Kapitel 1

12 1 0
                                    

Heute war ein verregneter Tag. Die Klasse war unruhig und schon in den ersten Stunden gab es Stress. Der Lehrer, Mister Parkerson, fiel plötzlich um und rührte sich nicht mehr. Kurz darauf wurde er in ein Krankenhaus gebracht. Danach wurde es nur noch chaotischer, doch die Pause toppte alles. Schon in den letzten Minuten der Stunde hatten Seffen und Mark angefangen sich zu streiten. Sie waren noch nie wirklich gut mit einander klargekommen, doch nun als Mark anfing schlecht über Seffens Familie und Freundin zu reden, platzte dem letzteren der Kragen. Bereits auf dem Gang pöbelte er Mark an und es entwickelte sich zu einer wilden Rauferei.

Als Mark Seffens Kopf gegen die Wand schlagen wollte, drang aus dessen Kehle ein seltsam grummelndes und ziemlich lautes Geräusch, dass - wenn es leiser gewesen wäre - als Knurren hätte durch gehen können. Doch so wandten sich alle Blicke im Umkreis von mindestens sieben Meter den beiden Jungen zu. Seffens Augen fixierten Mark und Mark wich zurück. Damit der beste Kampfsportler unsere Stufe (der neunten) zurück wich, musste schon etwas passieren. Die Brust Seffens hob und senkte sich langsam aber sehr stark. Er sah Mark unter seinen hellen Wimpern und zusammen gezogenen Augenbrauen tödlich an und begann seltsam animalisch seine Zähne zu zeigen.

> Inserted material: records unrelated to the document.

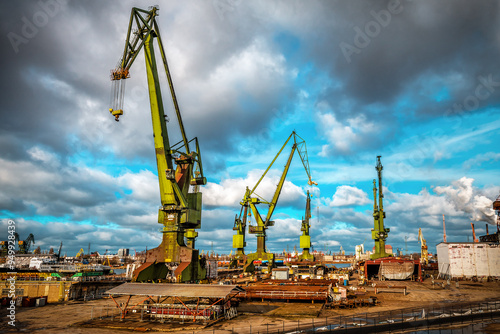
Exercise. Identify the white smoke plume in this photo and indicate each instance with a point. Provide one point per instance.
(467, 198)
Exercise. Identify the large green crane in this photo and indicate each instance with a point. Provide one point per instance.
(305, 238)
(251, 200)
(379, 232)
(179, 169)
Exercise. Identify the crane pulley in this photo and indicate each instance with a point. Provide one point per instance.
(179, 168)
(251, 200)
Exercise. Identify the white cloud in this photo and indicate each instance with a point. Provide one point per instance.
(347, 195)
(344, 137)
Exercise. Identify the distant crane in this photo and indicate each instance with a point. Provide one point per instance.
(444, 231)
(424, 255)
(251, 199)
(80, 253)
(379, 232)
(59, 252)
(24, 245)
(474, 239)
(305, 238)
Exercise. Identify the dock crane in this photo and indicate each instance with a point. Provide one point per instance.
(251, 200)
(424, 255)
(305, 238)
(379, 232)
(180, 211)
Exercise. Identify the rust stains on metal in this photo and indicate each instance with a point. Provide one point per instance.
(175, 290)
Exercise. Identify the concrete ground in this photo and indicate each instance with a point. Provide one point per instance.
(72, 317)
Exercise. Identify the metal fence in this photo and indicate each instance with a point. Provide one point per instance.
(402, 319)
(395, 320)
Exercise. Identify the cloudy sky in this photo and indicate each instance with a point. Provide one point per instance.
(416, 82)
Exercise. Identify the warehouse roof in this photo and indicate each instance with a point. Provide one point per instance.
(175, 290)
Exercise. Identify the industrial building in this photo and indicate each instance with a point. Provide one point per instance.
(468, 259)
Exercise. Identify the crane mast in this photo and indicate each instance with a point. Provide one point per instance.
(305, 238)
(379, 232)
(251, 200)
(424, 255)
(178, 167)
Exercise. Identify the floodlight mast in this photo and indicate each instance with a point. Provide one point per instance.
(180, 211)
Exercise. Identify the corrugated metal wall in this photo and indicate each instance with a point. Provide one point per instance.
(468, 259)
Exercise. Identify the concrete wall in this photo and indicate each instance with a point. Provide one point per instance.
(468, 259)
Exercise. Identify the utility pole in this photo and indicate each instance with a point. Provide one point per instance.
(444, 231)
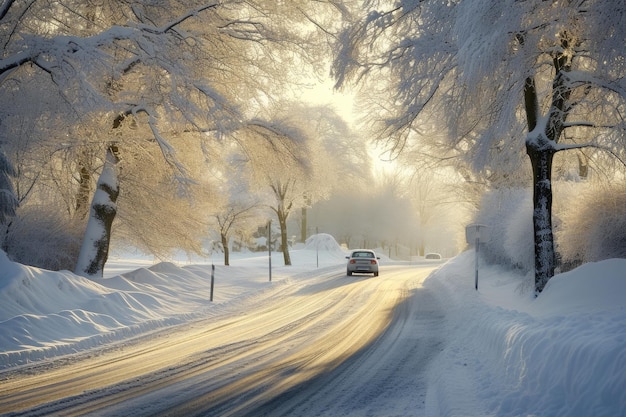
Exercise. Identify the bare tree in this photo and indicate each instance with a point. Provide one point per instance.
(171, 66)
(491, 70)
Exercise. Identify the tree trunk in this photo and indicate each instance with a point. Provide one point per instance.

"Komm... Mir nicht... Zu nahe... Ich warne dich! Halt dich von mir fern!", seine Stimme war bedrohlich und rau. An der Stelle des anderen hätte ich mich galant zurück gezogen, doch wer Mark kannte wusste, dass dieser niemals verlor, zumindest nicht bevor sein Gegenüber mindesten drei gebrochene Knochen hatte. Und so sprang er auf Seffen drauf, klemmte seinen Kopf unter den rechten Arm und schlug mit der linken Faust immer wieder auf seine Schulter ein, während er ihn zu Boden zog. Bald stützte der Angegriffene sich mit allen Vieren am Boden ab und blieb für seine Verhältnisse ungemein ruhig. Erneut war das seltsame Geräusch zu hören und Seffens T-Shirt riss am Rücken auf. Die Menge erschrak, denn anstatt der leicht olivfarbenen Haut sah man dort gräulich-braunes Fell und auch der Kopf des Jungen hatte sich verändert. Mark wich sofort zurück, doch war bereits zu spät. Seffen war ein Wandler. Ein Wandler des Rudels der Wölfe. Das Tier blickte uns alle aus hasserfüllten gelblich flimmernden Augen an und fletschte die Zähne.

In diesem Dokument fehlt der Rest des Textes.